Wednesday, May 23, 2007

Jonatha Brooke. The Egg, Albany, April 12, 2007.


In the early 90's my girlfriend played the tape, "The Angel In The House," by The Story in her car. I expressed my admiration, but she said I couldn't appreciate it because it was "women's music." I felt a bit awkward, as if I had stumbled by accident into some Mary Kay party and said, "hey that's a really cool lipstick," before realizing my comments were completely unwelcome.

Anyway, she was wrong. Fifteen years later, I am still a huge fan of Jonatha Brooke. All of her records with The Story and afterwards are on my iPod.
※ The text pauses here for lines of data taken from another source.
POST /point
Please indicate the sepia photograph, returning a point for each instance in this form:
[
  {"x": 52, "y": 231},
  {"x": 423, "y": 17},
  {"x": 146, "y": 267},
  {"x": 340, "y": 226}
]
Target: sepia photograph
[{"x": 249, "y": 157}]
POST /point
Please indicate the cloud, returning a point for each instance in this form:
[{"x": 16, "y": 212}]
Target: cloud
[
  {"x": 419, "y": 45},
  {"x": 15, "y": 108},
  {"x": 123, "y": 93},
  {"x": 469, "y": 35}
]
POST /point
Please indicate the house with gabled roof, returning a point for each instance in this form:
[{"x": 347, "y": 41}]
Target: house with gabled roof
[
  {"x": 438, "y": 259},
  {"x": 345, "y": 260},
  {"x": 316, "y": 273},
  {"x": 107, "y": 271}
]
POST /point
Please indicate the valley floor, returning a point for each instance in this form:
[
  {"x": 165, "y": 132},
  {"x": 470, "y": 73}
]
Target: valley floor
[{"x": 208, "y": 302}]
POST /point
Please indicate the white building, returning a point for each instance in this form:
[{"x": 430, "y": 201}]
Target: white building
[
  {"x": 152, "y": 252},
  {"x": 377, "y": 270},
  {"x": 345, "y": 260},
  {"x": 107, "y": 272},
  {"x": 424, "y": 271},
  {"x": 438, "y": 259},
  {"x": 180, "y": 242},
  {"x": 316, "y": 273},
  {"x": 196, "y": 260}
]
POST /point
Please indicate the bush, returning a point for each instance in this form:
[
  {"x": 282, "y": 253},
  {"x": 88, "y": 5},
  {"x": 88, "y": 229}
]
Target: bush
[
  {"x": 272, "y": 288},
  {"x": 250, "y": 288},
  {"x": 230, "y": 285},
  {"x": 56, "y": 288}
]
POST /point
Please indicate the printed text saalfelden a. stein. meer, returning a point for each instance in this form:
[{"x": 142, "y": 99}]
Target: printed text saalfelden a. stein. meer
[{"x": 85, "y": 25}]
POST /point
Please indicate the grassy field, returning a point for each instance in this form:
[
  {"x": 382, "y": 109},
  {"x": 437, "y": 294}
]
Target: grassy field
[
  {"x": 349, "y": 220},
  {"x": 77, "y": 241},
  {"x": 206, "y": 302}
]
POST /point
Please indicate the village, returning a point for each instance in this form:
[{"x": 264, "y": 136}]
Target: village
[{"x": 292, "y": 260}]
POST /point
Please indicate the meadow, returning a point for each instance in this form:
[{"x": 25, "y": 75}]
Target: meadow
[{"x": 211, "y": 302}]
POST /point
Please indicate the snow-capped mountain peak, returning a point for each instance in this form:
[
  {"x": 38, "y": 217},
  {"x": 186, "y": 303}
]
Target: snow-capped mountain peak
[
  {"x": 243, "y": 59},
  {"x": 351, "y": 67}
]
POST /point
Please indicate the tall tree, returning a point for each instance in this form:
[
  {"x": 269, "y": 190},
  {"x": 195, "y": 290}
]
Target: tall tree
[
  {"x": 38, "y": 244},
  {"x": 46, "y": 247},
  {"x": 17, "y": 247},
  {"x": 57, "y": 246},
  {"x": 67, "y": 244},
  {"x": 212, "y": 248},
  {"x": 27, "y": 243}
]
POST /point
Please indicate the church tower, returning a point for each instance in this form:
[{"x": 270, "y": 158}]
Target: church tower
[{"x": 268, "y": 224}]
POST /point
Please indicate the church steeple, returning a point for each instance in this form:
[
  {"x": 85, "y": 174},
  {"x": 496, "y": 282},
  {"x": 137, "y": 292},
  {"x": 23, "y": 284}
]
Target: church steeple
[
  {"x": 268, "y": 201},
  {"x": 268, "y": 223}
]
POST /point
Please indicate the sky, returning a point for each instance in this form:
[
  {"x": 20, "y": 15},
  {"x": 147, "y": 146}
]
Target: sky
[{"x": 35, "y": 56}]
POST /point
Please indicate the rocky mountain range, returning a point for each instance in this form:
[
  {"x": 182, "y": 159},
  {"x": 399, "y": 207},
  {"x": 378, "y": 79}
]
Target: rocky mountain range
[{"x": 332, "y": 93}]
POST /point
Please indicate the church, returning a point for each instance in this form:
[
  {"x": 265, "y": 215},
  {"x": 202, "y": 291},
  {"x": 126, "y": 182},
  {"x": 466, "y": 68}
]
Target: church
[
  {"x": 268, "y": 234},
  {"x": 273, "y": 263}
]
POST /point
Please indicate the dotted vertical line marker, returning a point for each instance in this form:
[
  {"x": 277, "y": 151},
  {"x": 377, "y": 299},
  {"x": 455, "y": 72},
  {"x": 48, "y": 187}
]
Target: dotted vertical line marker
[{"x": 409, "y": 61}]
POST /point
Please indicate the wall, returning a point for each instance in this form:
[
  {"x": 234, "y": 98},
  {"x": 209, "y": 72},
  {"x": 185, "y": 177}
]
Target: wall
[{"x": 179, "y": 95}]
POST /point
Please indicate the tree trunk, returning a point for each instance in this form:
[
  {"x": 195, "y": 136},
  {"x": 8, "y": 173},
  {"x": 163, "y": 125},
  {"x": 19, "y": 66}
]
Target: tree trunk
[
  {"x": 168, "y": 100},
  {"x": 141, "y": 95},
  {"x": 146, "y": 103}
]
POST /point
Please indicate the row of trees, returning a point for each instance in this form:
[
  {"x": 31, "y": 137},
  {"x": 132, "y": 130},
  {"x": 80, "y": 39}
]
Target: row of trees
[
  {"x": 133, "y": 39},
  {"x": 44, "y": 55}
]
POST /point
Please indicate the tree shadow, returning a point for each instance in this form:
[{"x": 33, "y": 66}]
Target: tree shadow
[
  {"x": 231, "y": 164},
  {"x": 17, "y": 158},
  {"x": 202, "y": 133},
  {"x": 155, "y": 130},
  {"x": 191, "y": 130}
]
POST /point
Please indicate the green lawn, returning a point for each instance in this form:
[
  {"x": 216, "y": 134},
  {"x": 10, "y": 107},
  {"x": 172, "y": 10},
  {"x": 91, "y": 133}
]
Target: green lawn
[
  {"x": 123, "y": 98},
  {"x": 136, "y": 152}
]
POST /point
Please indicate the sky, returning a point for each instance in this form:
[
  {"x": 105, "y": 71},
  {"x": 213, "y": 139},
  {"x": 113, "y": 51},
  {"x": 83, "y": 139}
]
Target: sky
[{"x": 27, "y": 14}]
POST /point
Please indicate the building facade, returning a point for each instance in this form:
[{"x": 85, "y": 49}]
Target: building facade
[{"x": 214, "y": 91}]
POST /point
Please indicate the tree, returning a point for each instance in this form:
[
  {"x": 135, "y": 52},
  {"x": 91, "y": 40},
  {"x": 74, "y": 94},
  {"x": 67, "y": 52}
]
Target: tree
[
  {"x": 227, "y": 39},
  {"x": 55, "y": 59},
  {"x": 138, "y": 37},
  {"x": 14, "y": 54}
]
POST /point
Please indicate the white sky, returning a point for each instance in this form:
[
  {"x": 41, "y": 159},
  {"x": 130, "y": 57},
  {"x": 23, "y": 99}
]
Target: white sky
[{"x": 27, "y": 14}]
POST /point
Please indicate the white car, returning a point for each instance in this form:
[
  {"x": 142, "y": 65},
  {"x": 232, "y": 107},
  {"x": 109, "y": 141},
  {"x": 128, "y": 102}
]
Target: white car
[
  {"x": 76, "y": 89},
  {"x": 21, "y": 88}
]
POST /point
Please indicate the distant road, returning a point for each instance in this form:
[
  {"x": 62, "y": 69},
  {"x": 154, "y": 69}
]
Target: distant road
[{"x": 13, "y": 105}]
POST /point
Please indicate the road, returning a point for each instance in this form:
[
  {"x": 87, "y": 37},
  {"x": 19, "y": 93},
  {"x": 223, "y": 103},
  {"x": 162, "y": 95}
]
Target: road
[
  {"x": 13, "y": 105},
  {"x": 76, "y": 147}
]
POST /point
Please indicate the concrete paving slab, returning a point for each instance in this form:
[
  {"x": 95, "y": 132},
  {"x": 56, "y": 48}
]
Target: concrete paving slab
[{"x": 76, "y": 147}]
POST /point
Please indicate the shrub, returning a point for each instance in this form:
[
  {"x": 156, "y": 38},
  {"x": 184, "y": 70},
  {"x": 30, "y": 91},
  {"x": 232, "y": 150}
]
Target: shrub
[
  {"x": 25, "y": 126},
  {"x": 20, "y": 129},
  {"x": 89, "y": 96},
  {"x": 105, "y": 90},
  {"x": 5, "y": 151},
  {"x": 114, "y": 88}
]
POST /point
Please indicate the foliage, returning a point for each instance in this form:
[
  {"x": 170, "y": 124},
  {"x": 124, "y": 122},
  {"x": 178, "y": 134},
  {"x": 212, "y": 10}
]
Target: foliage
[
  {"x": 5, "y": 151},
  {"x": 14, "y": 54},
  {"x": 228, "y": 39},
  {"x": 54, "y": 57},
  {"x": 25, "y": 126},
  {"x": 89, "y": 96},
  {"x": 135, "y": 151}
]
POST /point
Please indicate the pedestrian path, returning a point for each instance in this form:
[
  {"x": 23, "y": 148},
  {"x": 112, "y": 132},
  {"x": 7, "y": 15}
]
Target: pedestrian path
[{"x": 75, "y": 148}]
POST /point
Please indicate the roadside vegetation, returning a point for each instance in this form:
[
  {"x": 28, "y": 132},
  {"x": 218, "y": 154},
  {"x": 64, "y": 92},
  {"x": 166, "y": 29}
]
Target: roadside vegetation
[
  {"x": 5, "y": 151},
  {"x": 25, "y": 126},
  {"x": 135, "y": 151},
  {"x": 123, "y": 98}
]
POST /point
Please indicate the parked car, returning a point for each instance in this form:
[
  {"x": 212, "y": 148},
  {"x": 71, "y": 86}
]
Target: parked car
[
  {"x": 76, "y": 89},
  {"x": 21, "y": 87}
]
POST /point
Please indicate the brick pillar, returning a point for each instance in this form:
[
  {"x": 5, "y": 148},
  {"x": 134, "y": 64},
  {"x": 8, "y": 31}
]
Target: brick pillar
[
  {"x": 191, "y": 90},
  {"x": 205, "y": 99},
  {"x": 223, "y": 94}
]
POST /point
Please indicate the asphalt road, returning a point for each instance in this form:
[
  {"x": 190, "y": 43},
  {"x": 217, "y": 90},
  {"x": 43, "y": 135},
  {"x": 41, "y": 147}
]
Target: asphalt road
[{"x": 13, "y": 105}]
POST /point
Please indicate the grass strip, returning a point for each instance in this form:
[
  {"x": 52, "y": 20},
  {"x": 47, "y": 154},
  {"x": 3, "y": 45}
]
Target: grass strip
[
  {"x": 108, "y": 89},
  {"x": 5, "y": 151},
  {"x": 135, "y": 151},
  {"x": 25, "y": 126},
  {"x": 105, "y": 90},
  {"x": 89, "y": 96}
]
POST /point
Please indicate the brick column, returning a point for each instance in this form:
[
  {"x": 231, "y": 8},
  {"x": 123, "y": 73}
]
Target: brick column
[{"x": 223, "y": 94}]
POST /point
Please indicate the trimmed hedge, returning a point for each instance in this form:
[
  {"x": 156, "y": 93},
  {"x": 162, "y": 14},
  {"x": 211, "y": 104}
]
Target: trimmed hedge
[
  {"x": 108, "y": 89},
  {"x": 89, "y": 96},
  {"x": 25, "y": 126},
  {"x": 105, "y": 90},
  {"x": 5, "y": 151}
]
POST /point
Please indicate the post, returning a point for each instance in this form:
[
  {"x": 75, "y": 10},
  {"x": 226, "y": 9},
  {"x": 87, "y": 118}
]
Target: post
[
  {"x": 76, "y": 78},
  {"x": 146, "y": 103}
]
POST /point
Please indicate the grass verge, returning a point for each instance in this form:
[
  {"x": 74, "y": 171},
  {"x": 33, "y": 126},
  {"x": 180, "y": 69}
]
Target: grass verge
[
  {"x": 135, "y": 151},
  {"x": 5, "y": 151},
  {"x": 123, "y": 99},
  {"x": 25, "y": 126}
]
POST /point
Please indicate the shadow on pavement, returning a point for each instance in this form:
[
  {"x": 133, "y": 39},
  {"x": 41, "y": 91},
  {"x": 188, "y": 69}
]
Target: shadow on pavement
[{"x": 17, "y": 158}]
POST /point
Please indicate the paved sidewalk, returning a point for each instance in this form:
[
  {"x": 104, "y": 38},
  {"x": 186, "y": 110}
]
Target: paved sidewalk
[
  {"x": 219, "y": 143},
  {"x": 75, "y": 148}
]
Jonatha played the Egg here once again without her band. Her records are filled out with the whole rock ensemble sound, drums, keys, electric guitars, backup vocals. I was thrilled to hear her again play solo, for two hours, no intermission. Solo, we can really focus on her vocal subtlety, especially the way she pushes and pulls the phrasing of songs we are familiar with from her recordings. Her guitar playing is especially fascinating to hear live. She uses different tunings for almost every song, so she interjects friendly and amusing patter between them, "you're so nice, can I take you to Madison?" Jonatha used two amplified acoustic guitars. She plugged them into a jam-packed effects pedal system that added distortion (so NOT folky!), and sometimes a rich chorus of delay signals that sounded like a synthesized string ensemble. Jonatha's guitar playing is filled with a variety of musical gestures, strumming, harmonics, little riffs, all in a vocabulary of open strings and acid tinged harmonies that Ravel would have admired. She has a new cd, Careful What You Wish For, but she played for the most part familiar favorites. Although her songs deal mostly with tragedy and disappointment, Jonatha smiles throughout her performances and flashes flirty looks into the audience, as if she really wants and needs to connect to us. She needn't worry about that.